The pathology studies from post-mortem studies have provided clearcut features of arteries in heart attack victims. Chief among them is the thin fibrous cap of the atheroma (TCFA) plaque (Figure) which leaves it prone to erosion, cracking or rupture, the immediate event (usually accompanied by a blood clot) that precedes a heart attack. A lipid-rich necrotic plaque (dead cells, cellular debris, cholesterol and other lipids) is typically underneath the thin cap, and inside the plaque there is inflammation with accumulation of macrophages and T cells. Unlike stable plaque, the vulnerable plaque does not contain dense calcification. (This one of the reasons I have never ordered a CT calcium score for any patient since they are often highly misleading). The minimal lumen area (MLA, channel for blood) is reduced. The artery can enlarge outwardly, known as positive remodeling, to compensate for accumulation of plaque.

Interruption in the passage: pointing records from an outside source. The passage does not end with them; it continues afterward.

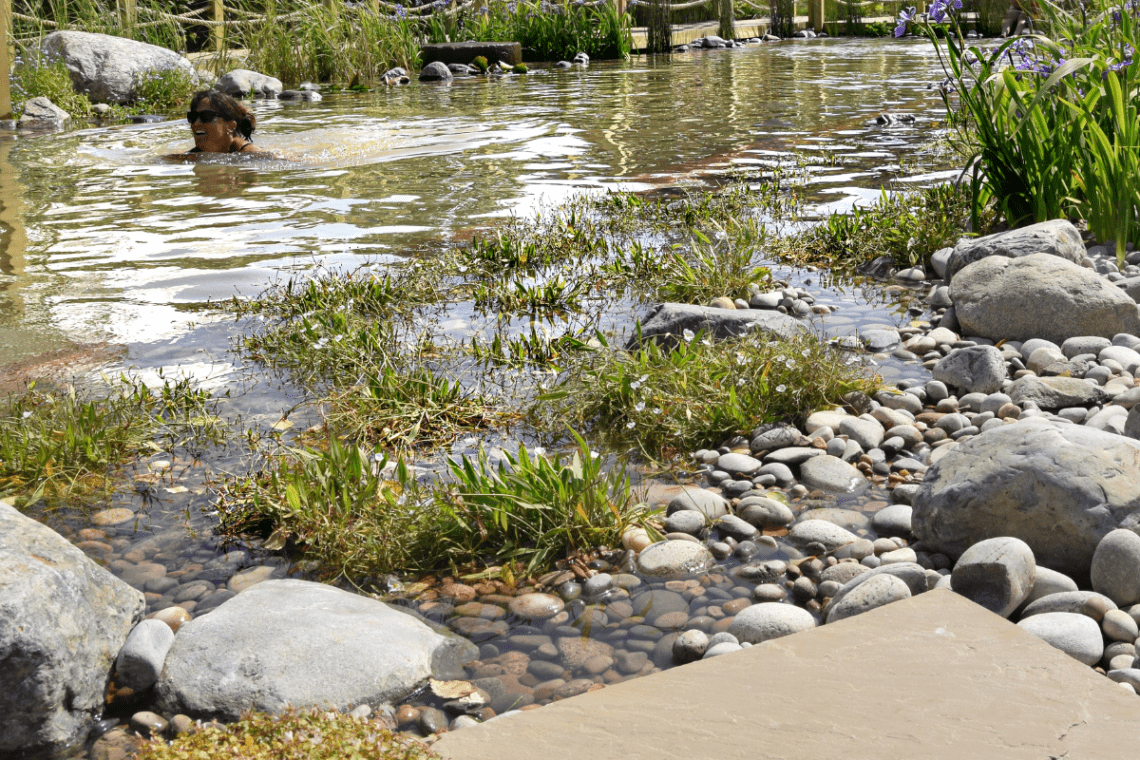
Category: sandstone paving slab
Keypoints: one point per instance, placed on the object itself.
(949, 679)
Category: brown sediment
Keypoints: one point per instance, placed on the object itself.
(58, 366)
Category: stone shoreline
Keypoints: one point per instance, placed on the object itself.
(1011, 476)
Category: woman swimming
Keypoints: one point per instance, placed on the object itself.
(221, 124)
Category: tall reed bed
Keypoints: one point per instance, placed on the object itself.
(547, 31)
(1048, 120)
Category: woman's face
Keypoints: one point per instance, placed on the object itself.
(213, 136)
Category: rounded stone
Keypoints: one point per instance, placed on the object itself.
(1075, 602)
(762, 622)
(874, 593)
(674, 560)
(537, 606)
(116, 516)
(893, 521)
(1116, 566)
(996, 573)
(685, 521)
(1120, 627)
(174, 617)
(1075, 635)
(832, 474)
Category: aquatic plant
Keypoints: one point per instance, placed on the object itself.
(534, 509)
(909, 226)
(293, 735)
(546, 31)
(58, 446)
(1045, 119)
(667, 400)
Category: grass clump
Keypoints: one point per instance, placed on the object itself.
(669, 400)
(358, 517)
(293, 735)
(58, 446)
(909, 227)
(534, 509)
(336, 505)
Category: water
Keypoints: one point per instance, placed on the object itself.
(104, 239)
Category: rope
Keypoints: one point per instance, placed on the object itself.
(194, 17)
(672, 6)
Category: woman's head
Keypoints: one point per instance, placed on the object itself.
(214, 115)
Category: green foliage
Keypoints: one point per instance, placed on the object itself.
(161, 91)
(37, 78)
(335, 506)
(298, 41)
(906, 226)
(58, 446)
(293, 735)
(534, 511)
(666, 400)
(1045, 117)
(546, 31)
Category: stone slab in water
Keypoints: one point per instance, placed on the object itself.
(1006, 688)
(464, 52)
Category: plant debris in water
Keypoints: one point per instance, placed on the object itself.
(58, 446)
(542, 351)
(293, 735)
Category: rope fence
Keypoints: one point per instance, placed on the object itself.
(231, 17)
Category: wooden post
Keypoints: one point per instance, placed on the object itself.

But until there were ways to image inside the coronary artery, we relied on angiograms, a 2-dimensional silhouette of the lumen—the channel through which the blood flows. The 1995 paper I co-authored entitled “Our Preoccupation With Coronary Luminology” reviewed the serious problems and limitations of relying on angiograms. That was near the time when intracoronary imaging was receiving increasing attention for illuminating what was going on inside the artery wall, not just in the lumen. Both intravascular ultrasound (IVUS, middle images below) and optical coherence tomography (OCT) (left images below) provide exquisite images from within the artery, that is they require a catheter to be inserted into the artery being assessed, thus considered a form of invasive imaging.

From intracoronary imaging we learned the natural history of atheroma progression. As seen below from a prospective study of nearly 700 patients, subsequent major cardiovascular events during 3.4 years of follow-up were mostly in atheroma that were mild by angiogram (non-obstructive) but by IVUS had thin-cap fibroatheroma (TCFA), high plaque burden (PB) or small luminal area (MLA). Features that would not be picked up by an angiogram.

So now that we could identify these high-risk atheroma—vulnerable plaques—there was thought they might be stabilized or “sealed” with ballon angioplasty. Bernhard Meier advanced this idea, as did an insightful perspective by Kern and Meier.

That concept hung is suspension, unproven, for a number of years until a recent randomized trial was conducted in South Korea, Japan, Taiwan and New Zealand of plaque sealing known as PREVENT, demonstrating for the first time that intervention of vulnerable plaque (determined by IVUS) with optimal medical therapy led to reduced major events compared with optimal medical therapy alone (Figure). The study concluded “These findings support an expansion of the indications for percutaneous coronary intervention to include non-flow-limiting, high-risk, vulnerable plaques.”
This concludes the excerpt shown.